Chapitre bonus
Son cœur ne battait plus et pourtant, jamais il n'avait été si vivant. L'herbe, qui caressait ses paumes avec une infime délicatesse, lui procurait une intense sensation de chaleur.
Il ouvrit les yeux, et même la douce lumière qui émanait du ciel immaculé ne l'aveugla pas. Il s'assit doucement, sans pourtant être prit de son mal de dos quotidien. Surpris, il s'aperçut qu'il se trouvait dans une grande vallée, sillonnée de collines. Cependant, elle demeurait aussi silencieuse que le tombeau duquel il venait de s'échapper. Nul cri d'oiseau, ni saut de lièvres sauvages ou bourdonnement d'abeille. Il ne s'en étonna pas ; voilà bien longtemps qu'il attendait un tel silence.
Il perçut alors un bruit de pas, et le visage neutre d'expression, vit s'approcher une dizaine de silhouettes.
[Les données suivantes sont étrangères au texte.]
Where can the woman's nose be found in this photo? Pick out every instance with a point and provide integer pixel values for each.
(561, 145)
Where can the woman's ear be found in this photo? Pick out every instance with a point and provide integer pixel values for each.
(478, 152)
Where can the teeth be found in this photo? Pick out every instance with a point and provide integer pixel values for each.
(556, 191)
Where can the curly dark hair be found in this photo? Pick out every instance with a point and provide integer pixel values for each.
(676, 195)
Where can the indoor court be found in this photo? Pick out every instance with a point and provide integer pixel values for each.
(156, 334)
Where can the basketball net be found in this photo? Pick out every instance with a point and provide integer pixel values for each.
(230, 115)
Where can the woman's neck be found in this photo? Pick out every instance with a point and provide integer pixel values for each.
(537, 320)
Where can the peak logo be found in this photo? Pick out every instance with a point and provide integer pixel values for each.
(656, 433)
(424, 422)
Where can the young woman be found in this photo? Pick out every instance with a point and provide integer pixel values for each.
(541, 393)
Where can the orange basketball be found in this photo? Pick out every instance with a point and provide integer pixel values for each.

Quatre d'entre elles, qui semblaient mener le groupe, se paraient de capes scintillantes. Leurs cheveux soyeux flottaient, alors que leur peau cristalline reflétait les rayons du soleil. Il comprit qu'il s'agissait là de Dieux.
Ils arrivèrent à sa hauteur et il lut dans leurs yeux une grande satisfaction, mêlée à une grande pitié que le vieil homme connaissait par coeur.
-Bien le bonjour, mon vieil ami, s'inclina Akala.
Il lui accorda un faible sourire, tel l'aurait fait un ami de longue date.
-Tu as finalement trouvé la paix dans la mort, fit Az d'une voix sage.
-Il est désormais temps de transmettre ton Don, ajouta sa jumelle, Sana.
Ils échangèrent un regard entendu et joignirent leurs mains.
-Il y a sur ces Mondes, récitèrent-ils en chœur, des âmes pures dont le sang saigne la Magie. Le Temps les bénit et serviteurs des aiguilles ils deviennent. Que la vie les protège et la mort les délivre ; désormais, Voyageur, ta mission est achevée. Libère toi de tes devoirs et désigne ton prochain.
-La fille qui son heure a attendu, répondit-il, comme un texte depuis longtemps appris par cœur, tirée des malheurs à sa naissance amène la joie. Fille de Dons mais l'âme scindée de rivalité, sa maturité soigne les doutes mais pas les mensonges. Eux croiront l'anormalité, elle saura que du Temps elle est la Dernière enfant.
-Que les minutes comme les heures lui soient clémentes, récita l'ensemble de l'assemblée, mais que les années attirent force à la Dernière Voyageuse.
Kaï ferma les yeux, libéré, et sentit le poids de son Don le quitter. Nostalgies, pleurs, souffrances, espoirs, amours, amitiés, rires, joies, les bons souvenirs déferlèrent en lui sans s'arrêter. Les larmes coulèrent, silencieuses, dans ce trou abyssal où sa vie s'éteignait.
Alors, il rouvrit les yeux, un sourire finalement épanoui sur les lèvres. Il avait retrouvé sa jeunesse d'antan. Il redressa le regard, trouva deux yeux gris à quelques pas.
Ils se fixèrent quelques secondes, laissèrent tout l'amour qu'ils éprouvaient l'un envers l'autre glisser dans la maigre distance qui les séparait. Derrière la silhouette de la jeune femme, un manoir couvert de lierre se dressait. Plus loin encore, il reconnut cette falaise si familière, ainsi que le chant de l'océan. Le soleil y plonge, noyant ce magnifique tableau de délicates couleurs roses et oranges.
Il regarda Eleya. Elle s'approcha. Doucement, ils s'embrassèrent, alors que le vent délicat les caressait.
Et pour la première fois de leur vie, il se sentirent libres.